Two flats, two apologies, and one close call

On Bike-To-Work Day last month I biked to work and most of the way back. I would've biked the entire 45-mile round trip except that I got a flat tire about halfway to work, which made me late, which made me stay later at the office, which made me have to piggyback on a bus for part of the way home at an hour early enough for our family's evening plans to stay on track.

Otherwise, Bike-To-Work Day was as fun as it is every year, though a bit chillier and wetter. I stopped at three commute stations along the way and got some of the usual swag and registered for the usual giveaways that I won't win. I missed Mayor McGinn's ride to downtown from the Fremont Bridge by a few minutes, but no big deal -- at that point I still had a long way to ride and more swag to pick up along the way.

My flat was due to a tire failure; a belt in my tire snapped, with one end of a metal wire then protruding into the tube and the other out through the tire. I had a patch kit and all the tools I would've needed to patch the tube, but I went flat right at the Tukwila Park and Ride, and decided the better course was to ride the bus from there to within half a mile of my office, and in the afternoon see about heading to REI for replacement items -- tube and tire.
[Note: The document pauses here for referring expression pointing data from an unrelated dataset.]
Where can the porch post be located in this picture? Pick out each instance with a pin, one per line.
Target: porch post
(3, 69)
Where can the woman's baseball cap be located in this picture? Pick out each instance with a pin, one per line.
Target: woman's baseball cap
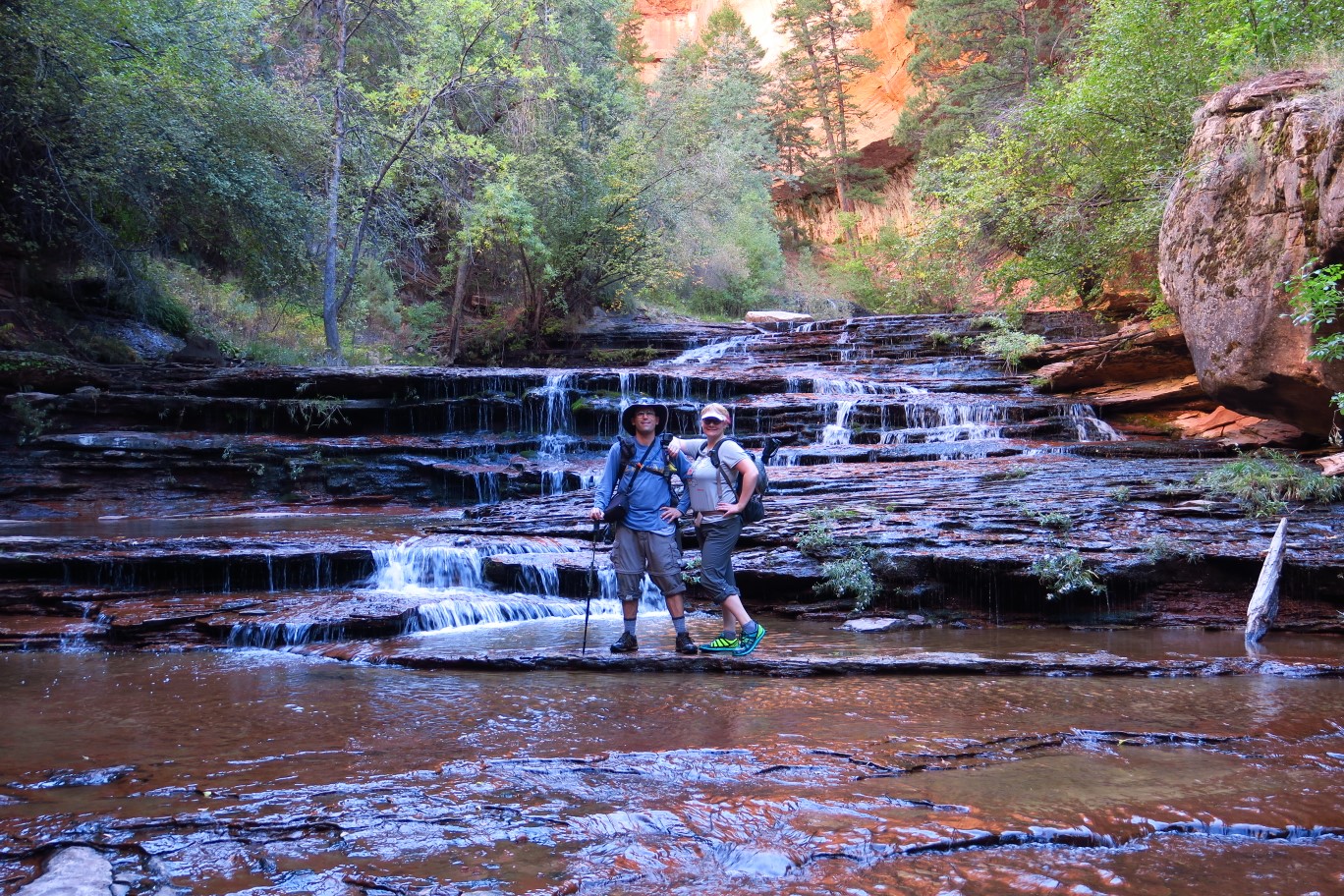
(714, 412)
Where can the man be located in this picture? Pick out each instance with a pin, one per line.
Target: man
(645, 538)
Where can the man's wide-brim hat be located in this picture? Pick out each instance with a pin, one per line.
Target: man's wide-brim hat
(628, 416)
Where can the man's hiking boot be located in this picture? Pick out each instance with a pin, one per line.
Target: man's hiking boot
(720, 644)
(748, 643)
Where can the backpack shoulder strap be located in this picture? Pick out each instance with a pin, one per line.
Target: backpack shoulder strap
(718, 467)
Which made me late getting home, as previously mentioned. Not the best Bike-To-Work Day I've had, but not too bad. I ended up riding my bike about 27 miles on my commute that day.
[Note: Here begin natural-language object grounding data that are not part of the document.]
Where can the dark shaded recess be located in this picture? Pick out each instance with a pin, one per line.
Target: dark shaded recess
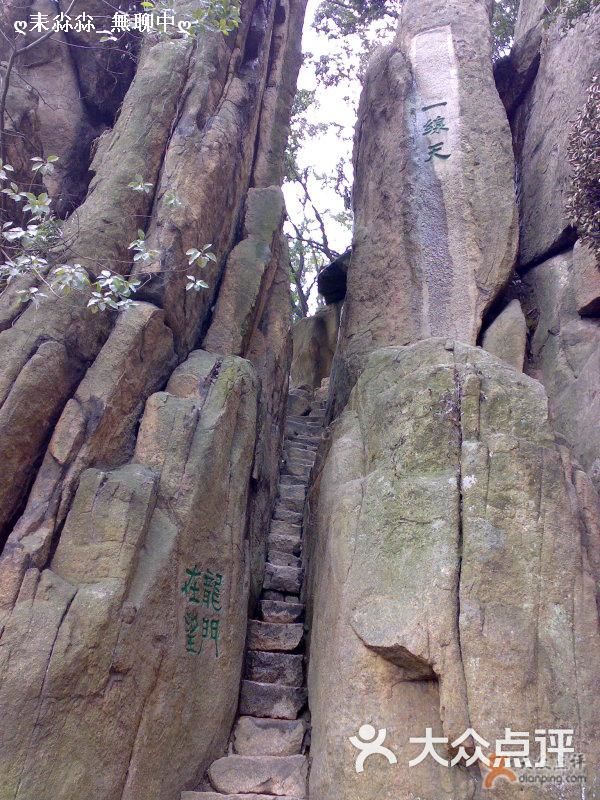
(256, 33)
(104, 70)
(332, 279)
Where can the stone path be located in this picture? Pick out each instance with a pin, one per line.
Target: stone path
(267, 757)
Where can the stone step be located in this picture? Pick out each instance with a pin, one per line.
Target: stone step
(278, 775)
(282, 579)
(280, 558)
(273, 596)
(273, 610)
(297, 468)
(281, 668)
(271, 700)
(285, 544)
(283, 513)
(257, 736)
(273, 636)
(287, 492)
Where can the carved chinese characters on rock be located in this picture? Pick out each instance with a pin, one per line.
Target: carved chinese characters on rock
(202, 613)
(434, 127)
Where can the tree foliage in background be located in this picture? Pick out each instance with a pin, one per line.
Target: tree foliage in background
(583, 201)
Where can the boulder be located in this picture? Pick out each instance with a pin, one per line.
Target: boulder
(506, 337)
(435, 226)
(271, 700)
(98, 424)
(452, 576)
(565, 356)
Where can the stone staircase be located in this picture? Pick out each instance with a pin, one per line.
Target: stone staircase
(268, 749)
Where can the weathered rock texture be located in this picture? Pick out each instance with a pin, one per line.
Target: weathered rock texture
(121, 662)
(115, 493)
(435, 217)
(565, 356)
(454, 561)
(542, 124)
(315, 340)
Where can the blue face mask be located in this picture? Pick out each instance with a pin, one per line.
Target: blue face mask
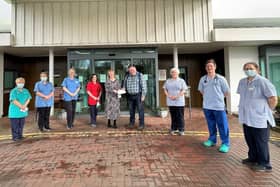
(20, 85)
(250, 73)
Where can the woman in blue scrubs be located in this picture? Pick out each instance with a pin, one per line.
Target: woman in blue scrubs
(71, 88)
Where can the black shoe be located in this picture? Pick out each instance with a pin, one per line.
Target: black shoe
(131, 126)
(262, 168)
(248, 162)
(48, 129)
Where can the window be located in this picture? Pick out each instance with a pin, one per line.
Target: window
(9, 79)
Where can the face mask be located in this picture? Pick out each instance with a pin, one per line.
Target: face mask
(20, 85)
(44, 78)
(250, 73)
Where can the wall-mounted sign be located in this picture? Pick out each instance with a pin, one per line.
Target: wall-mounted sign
(162, 74)
(102, 78)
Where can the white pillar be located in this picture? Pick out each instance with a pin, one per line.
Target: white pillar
(51, 72)
(235, 58)
(175, 57)
(1, 83)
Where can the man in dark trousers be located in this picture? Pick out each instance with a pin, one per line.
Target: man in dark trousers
(136, 89)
The following Monday I biked to work again, on my road bike this time, and sure enough I got another flat. Unfortunately I left my frame pump on the other bike, and so I had to rely on the kindness of strangers to finish my morning commute. Fortunately this was not in short supply, and not long after I started taking my bike apart in some unknown company's parking lot right off the sidewalk, a woman drove in, asked if I needed help, and when I said I needed a pump, she brought me inside and introduced me to another bicyclist there who had one. Turns out the unknown company was a Parks & Recreation office, which seemed highly appropriate. Many thanks again to all our Parks & Rec employees and all the great work they do!

2-3 miles further down the road in South Park I had one of the closest calls I've ever had on a bike. I was cruising along a wide, quiet residential street when a medium commercial truck pulled up to an intersection a little ahead of me -- he had a stop sign and I didn't. The driver didn't see me and pulled out to make a left turn in front of me. I hit the brakes immediately and started a guttural shout that began rising in pitch: "aaaaAAHHHH!"

About the time I reached the front of his vehicle, dodging into the oncoming lane to postpone it the collision, I'd slowed to walking speed but the driver would've hit me if he hadn't finally seen me or heard me, or used whatever sense he finally used to tip himself off to my presence. I stopped a car length away, seething. The driver seemed amused, sharing grins with his passenger. "I didn't see you, sorry," he said.

I could've given him an earful at this point, telling him to watch for all road users and not just the ones that could damage his truck or threaten his own life, but said only "Be careful." And I hope he does.

Another few miles down the road, along the Green River Trail in Tukwila, approaching the same Park & Ride where I'd gotten my flat the previous work day, there was a Parks & Rec truck sitting in the middle of the trail, taking up nearly the entire path. As I wasn't able to see anyone and there was space behind the truck for someone to pop out, I dismounted and walked the bike past it. Sure enough, the driver was behind it. He apologized, pointing to a graffiti-ed warning sign on a pole. "Sorry about that," he said, meaning he was sorry for taking up the whole trail with his truck.

"No problem," I said. "Have a great week." And I hope he did.